Still, as much as I would like, I cannot teach you how to get motivated to do the work.
|©Valaree Cox, Brain Series One and Two.
Venetian plaster, paper, paint, nails, and waxed twine on a substrate of birch panel, 16 x 20 inches each. Used with permission.
I’d go so far as to say that I can’t teach you anything if you are not motivated.
I can give you information, but that information is no good if it is merely collected – put on a shelf in hopes that it will somehow magically work just because you paid for it.
I can write motivational articles or respond with positive feedback if you comment on my blog or Facebook page, but I cannot give you the motivation to take action.
Motivation must come from within you.
If you aren’t motivated to do the work, it doesn’t matter how many books you read or classes you take. You’re throwing your money away if you don’t plan to do the work.
What Gets You Up in the Morning?
Motivation is the spark that sets everything in motion, whether it’s your day, your week, your project or your entire career.
Motivation is ignited by motive. This is your big WHY.
Why are you trying to build an art career?
Why are you trying to sell your art?
Why do you want more people to see your art and respond to it?
Why are you not satisfied with making art for yourself?
Do you see that when you can answer these questions, you will bolt out of bed in the morning with a burning desire to head to the studio and share your art with more people (after a cup of coffee, of course)?
Common motives for artists include freedom, sense of accomplishment, greater connection, and recognition. Additional income, though a nice outcome for your action, is rarely the primary motivation that leads to action.
So What’s the Hold-Up?
If you’ve identified the motive and still aren’t making progress, you have to consider what’s getting in the way of action. Ask yourself more questions that begin with Why.

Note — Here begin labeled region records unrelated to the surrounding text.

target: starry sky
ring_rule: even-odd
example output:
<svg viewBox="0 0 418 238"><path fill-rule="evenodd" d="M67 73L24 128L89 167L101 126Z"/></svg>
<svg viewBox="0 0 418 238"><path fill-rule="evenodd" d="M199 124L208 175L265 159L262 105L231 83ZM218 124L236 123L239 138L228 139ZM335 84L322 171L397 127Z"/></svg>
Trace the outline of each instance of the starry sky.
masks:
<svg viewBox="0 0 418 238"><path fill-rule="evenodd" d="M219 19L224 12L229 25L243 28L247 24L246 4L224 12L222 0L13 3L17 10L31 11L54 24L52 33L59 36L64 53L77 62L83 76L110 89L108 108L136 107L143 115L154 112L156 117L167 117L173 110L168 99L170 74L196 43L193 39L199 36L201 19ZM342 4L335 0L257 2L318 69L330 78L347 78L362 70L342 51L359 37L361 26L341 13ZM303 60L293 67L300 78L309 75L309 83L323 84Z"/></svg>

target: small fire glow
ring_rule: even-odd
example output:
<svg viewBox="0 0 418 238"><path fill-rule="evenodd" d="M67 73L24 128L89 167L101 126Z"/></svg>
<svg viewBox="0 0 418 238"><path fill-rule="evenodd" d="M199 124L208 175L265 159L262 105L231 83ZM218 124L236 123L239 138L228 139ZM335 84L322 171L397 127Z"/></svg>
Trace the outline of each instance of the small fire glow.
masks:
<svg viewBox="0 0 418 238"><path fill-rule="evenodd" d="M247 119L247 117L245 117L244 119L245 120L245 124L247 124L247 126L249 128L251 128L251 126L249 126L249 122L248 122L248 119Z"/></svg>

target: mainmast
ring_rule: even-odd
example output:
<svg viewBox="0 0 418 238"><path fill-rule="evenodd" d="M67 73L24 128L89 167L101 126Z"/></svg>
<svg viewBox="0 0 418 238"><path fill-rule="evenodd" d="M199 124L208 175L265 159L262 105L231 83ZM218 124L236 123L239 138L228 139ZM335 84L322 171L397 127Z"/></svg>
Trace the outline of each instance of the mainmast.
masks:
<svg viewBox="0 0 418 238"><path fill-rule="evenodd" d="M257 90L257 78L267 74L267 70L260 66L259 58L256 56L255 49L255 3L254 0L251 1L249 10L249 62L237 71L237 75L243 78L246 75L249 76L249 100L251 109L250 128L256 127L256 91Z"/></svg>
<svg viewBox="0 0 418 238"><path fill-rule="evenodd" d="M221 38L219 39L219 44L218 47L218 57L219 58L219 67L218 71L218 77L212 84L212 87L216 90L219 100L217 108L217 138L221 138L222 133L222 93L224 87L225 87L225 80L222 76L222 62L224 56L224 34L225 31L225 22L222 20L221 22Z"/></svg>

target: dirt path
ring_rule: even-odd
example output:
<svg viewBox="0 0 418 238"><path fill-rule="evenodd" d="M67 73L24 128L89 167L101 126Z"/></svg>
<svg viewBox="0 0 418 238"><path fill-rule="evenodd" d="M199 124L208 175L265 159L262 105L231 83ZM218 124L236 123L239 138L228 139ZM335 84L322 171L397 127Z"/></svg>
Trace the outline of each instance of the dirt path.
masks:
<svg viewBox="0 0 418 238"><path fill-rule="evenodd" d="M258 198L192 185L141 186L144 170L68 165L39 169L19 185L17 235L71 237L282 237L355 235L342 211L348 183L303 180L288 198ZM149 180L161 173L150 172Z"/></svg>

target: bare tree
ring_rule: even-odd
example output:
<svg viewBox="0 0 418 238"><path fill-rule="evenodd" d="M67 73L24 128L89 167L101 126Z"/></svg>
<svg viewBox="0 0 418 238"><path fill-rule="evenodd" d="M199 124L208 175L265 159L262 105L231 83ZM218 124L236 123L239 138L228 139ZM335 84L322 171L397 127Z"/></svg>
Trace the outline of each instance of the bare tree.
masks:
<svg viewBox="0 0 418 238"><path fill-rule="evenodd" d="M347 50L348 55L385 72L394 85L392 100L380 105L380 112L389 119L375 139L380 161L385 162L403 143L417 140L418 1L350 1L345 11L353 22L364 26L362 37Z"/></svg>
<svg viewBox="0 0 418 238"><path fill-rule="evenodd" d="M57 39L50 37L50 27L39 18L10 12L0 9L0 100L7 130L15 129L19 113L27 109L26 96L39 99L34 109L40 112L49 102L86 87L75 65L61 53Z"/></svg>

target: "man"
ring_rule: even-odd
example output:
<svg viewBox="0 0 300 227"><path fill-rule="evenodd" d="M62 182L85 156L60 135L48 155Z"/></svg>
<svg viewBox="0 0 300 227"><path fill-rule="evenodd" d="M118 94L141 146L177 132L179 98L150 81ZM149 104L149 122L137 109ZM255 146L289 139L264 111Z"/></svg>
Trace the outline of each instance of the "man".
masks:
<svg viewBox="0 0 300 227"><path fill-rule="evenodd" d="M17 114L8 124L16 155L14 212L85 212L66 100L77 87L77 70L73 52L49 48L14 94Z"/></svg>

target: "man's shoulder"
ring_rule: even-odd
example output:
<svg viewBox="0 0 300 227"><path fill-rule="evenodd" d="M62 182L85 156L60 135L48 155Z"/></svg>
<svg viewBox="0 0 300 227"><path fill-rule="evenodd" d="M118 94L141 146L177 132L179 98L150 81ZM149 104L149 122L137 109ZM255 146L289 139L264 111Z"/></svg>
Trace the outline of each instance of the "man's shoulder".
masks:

Why am I not writing my newsletter?
Why am I not updating my blog?
Why am I not exhibiting my art?
Why am I not (gasp!) making art?
There could be any number of reasons for stalling, but it usually boils down to one of these:
- You don’t know how to do something.
- You haven’t identified the first step.
- You don’t think you have the time.
- You don’t believe you can do it.
- You are anxious about what might happen after you’re finished.
- You’d rather be doing something else – something easier or more fun. You’re trading the potential for future results for present satisfaction.
Serial entrepreneur Kevin Kruse suggests we find motivation by calling on our future self. Here are a few questions I ask my future self when I’m not doing the work. They go like this …
If I make this choice, how will it serve me 3 months from now? 1 year from now? 5 years from now?
Am I delaying potential positive results?
Will I regret not doing this?
Is Your Motive Strong Enough?
Return to your motive and consider this: Is your motive stronger than your reasons or excuses for not doing the work?
If the motive were strong enough, you’d do whatever you could to make it happen. You’d take more classes, hire a coach, stay up late, or get up early.
You’d escape your comfort zone, show up at art openings and introduce yourself to people, apply to shows and risk rejection, and invite the feedback required for growth.
Are you motivated? If not, why not? What needs to change? What’s your motive?